A new mother is also encouraged to observe traditional dietary practices and is kept very warm. Because it is believed women enter a “cold phase” due to blood loss during delivery, mothers are to avoid eating cold, raw foods and are instead advised to consume warm foods and drinks to restore their energy. Family and relatives relieve the new mom of her household chores so she can get all the rest she needs.
Indonesian and Malaysian Cultures
According to tradition, new life is seen as a carrier of light. So, for a 40-day postpartum period, Indonesian and Malaysian families burn a light day and night in the new baby’s home.

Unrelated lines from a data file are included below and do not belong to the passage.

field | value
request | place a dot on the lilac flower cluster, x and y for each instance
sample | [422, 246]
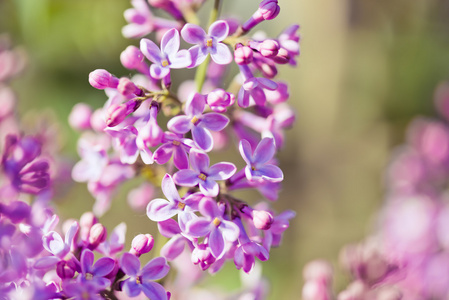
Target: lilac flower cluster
[127, 138]
[407, 257]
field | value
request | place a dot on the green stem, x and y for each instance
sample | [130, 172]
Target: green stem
[201, 71]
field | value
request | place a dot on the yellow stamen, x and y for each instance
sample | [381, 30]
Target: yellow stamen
[216, 222]
[194, 120]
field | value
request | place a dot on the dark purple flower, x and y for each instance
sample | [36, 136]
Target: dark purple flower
[257, 168]
[207, 43]
[214, 226]
[199, 124]
[161, 209]
[176, 147]
[141, 280]
[166, 58]
[203, 175]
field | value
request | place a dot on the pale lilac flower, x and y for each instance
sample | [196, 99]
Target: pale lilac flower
[161, 209]
[209, 43]
[199, 124]
[258, 167]
[167, 57]
[203, 175]
[214, 226]
[141, 280]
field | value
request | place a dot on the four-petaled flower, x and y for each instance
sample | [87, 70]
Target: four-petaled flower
[141, 280]
[202, 174]
[208, 43]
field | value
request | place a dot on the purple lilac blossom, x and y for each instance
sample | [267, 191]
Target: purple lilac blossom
[203, 175]
[199, 124]
[209, 43]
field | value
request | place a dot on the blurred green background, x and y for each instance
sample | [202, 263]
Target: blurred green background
[366, 69]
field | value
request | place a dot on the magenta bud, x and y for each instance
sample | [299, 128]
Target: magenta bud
[243, 55]
[79, 117]
[127, 88]
[97, 235]
[101, 79]
[132, 58]
[269, 9]
[141, 244]
[269, 48]
[262, 219]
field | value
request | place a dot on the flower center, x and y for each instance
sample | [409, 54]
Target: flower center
[209, 43]
[216, 222]
[194, 120]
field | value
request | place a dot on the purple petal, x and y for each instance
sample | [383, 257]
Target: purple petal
[154, 291]
[270, 172]
[209, 187]
[209, 208]
[180, 60]
[180, 158]
[214, 121]
[199, 161]
[159, 72]
[161, 210]
[203, 138]
[198, 227]
[195, 105]
[222, 171]
[169, 189]
[173, 248]
[219, 30]
[103, 266]
[193, 34]
[131, 288]
[155, 269]
[168, 228]
[267, 83]
[216, 243]
[222, 55]
[151, 51]
[186, 177]
[264, 151]
[87, 260]
[243, 98]
[170, 42]
[246, 151]
[130, 264]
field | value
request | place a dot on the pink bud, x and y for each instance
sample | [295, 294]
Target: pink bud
[269, 48]
[101, 79]
[262, 219]
[269, 9]
[79, 117]
[243, 55]
[97, 235]
[141, 244]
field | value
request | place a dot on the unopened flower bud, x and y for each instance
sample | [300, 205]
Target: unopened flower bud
[141, 244]
[262, 219]
[101, 79]
[97, 235]
[79, 117]
[243, 55]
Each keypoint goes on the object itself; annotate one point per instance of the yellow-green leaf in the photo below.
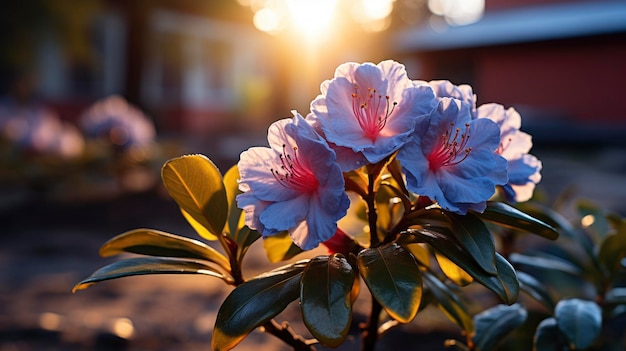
(195, 183)
(449, 303)
(157, 243)
(232, 190)
(148, 265)
(457, 275)
(280, 247)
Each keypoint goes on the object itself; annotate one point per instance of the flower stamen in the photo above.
(292, 174)
(503, 146)
(452, 148)
(372, 110)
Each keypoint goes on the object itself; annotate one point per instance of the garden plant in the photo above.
(416, 192)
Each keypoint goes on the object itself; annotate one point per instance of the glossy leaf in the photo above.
(452, 271)
(255, 302)
(547, 336)
(505, 283)
(560, 223)
(157, 243)
(493, 324)
(325, 298)
(198, 227)
(420, 251)
(148, 265)
(534, 288)
(612, 250)
(616, 296)
(545, 263)
(505, 215)
(449, 303)
(244, 239)
(280, 247)
(393, 277)
(579, 320)
(476, 239)
(195, 183)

Because of lochia, postpartum women are thought to be more suspect to the influence of evil spirits, so they are discouraged from leaving their homes and are forbidden to cook or clean. Instead, the new mother rests during the 40-day period and a midwife visits her daily to administer full-body massages and therapeutic baths. She also wraps the new mother’s postpartum belly tightly to help shrink her stomach.
The word for Korean methods of postpartum care is Samchilil, which literally means “21 days.” Traditionally, Koreans believe that a new mother should be looked after carefully for at least three weeks following childbirth before resuming her normal life.
Postpartum women are encouraged to rest and practice only moderate body movement to help the uterus contract. No eating of cold or hard foods is allowed, nor is exposure to cold weather. Showers are also discouraged.
Many Thai women adhere to traditional postpartum practices related to the notion of regaining heat, much like Chinese and Haitian women. This includes lying by a fire or other heat source, food restrictions, taking hot baths, and enjoying hot drinks. Avoiding drafts and not exposing the body to heat loss are also practiced. To abide by these beliefs, Thai women avoid shampooing their hair, windy weather, and practice sexual abstinence.
Research on Traditional Postpartum Practices
A number of researchers assume that these practices, including the extended rest period, may help protect new mothers against postpartum depression.
Studies with groups of mothers in China, Malaysia, and Taiwan showed less postpartum depression among those mothers who followed the traditional practices of rest. This does not necessarily mean resting in isolation, but limiting outside activities and relaxing at home. It also means following the prescribed postpartum diet, receiving massages, staying warm, and drinking teas to rest, recover, and rejuvenate.
What We Can Learn
These cultures place great emphasis on the health and recovery of the new mother. Relieved of housework, she is able to restore her energy and strength, and focus on caring for her baby and herself. The new mother and her baby are shown great attention and love.
Western culture could surely benefit from some of these simple, delightful, and inexpensive ways for a woman to ease her way into new motherhood and protect herself against postpartum depression.
This rest time also helps to establish the bond between a mother and her baby. The more rested a mother is, the more relaxed she will feel—experiencing less irritability and fewer mood swings, and becoming more capable of caring for her infant.
According to modern medicine, it takes about six weeks for a woman’s internal organs and tissues to heal after she gives birth—and rest facilitates healing. Ancient cultures have long practiced extended rest for new mothers for four to six weeks following childbirth. Even in the United States early in the 20th century, hospitalization for six weeks—with the first two spent on bed rest—wasn’t uncommon.
If possible, schedule a good period of rest after you give birth so that you can regain your energy and strength. If you’re a family member or friend, do what you can to lovingly help the new mother and child. Doing so is a combination of ancient wisdom and modern science.